Inspiration

This project was inspired by interviews with around 30 professionals from NGOs and emergency crisis organizations. Across humanitarian response, climate adaptation, and disaster recovery, a recurring challenge emerged: decisions about resilience projects are often made too late, using fragmented or outdated information, while realities on the ground evolve in real time.

What it does

ResilienceOS reports, prioritizes, and explains resilience projects in the aftermath of natural catastrophes. By continuously analyzing live data streams, it helps organizations identify which resilience actions should be prioritized now, rather than weeks or months later, turning disaster response into long-term resilience planning.

How we built it

We built ResilienceOS as a real-time, agentic AI system:

Confluent Cloud ingests streaming data, including social media signals and event-driven updates.

Streaming data is enriched and aggregated in real time.

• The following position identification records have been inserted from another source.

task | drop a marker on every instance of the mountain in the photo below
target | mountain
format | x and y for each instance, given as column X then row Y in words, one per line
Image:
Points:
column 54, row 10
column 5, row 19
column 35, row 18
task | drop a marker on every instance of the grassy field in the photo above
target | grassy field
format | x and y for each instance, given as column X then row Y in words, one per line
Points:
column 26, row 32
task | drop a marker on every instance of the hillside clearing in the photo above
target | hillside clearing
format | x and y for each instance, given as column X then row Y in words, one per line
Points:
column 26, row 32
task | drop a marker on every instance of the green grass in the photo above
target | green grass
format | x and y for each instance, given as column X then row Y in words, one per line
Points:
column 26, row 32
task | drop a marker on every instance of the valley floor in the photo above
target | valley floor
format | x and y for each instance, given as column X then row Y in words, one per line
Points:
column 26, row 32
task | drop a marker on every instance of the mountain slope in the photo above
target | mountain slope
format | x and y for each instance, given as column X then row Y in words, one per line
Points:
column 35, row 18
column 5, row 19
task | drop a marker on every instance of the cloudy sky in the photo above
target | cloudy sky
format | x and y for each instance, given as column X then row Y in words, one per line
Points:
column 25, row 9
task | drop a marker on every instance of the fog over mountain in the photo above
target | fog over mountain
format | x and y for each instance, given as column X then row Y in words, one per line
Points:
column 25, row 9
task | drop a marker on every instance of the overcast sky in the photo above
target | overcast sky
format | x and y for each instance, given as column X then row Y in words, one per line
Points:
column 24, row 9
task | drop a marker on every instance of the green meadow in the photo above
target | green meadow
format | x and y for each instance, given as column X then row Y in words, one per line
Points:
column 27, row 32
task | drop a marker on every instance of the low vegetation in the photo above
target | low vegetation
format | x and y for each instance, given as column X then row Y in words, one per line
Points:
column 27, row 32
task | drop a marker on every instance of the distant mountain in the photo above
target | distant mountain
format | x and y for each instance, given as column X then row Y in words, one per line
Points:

An LLM-powered agent reasons over this data, retrieves contextual knowledge via RAG, and dynamically decides which tools to call.

Social media signals are incorporated as situational awareness to capture emerging community needs and early warnings.

The system outputs ranked, explainable resilience project recommendations.

Challenges we ran into

Handling noisy and unstructured social signals while avoiding misinformation.

Designing agent behavior that is adaptive, not hard-coded.

Balancing real-time responsiveness with explainability and trust.

Integrating multiple tools and data sources while keeping the system scalable and cloud-native.

Accomplishments that we're proud of

Building a fully agentic AI system that reacts to data in motion.

Demonstrating how real-time social and environmental signals can meaningfully influence resilience planning.

Creating an explainable system suitable for NGOs and public-sector decision-makers.

Delivering a working application with a clear path to real-world deployment.

What we learned

Real-time data fundamentally changes how decisions are made — batch analysis is not enough.

Agentic AI is most powerful when tools are selected dynamically, based on context.

Social signals, when used responsibly, provide critical early insights during crises.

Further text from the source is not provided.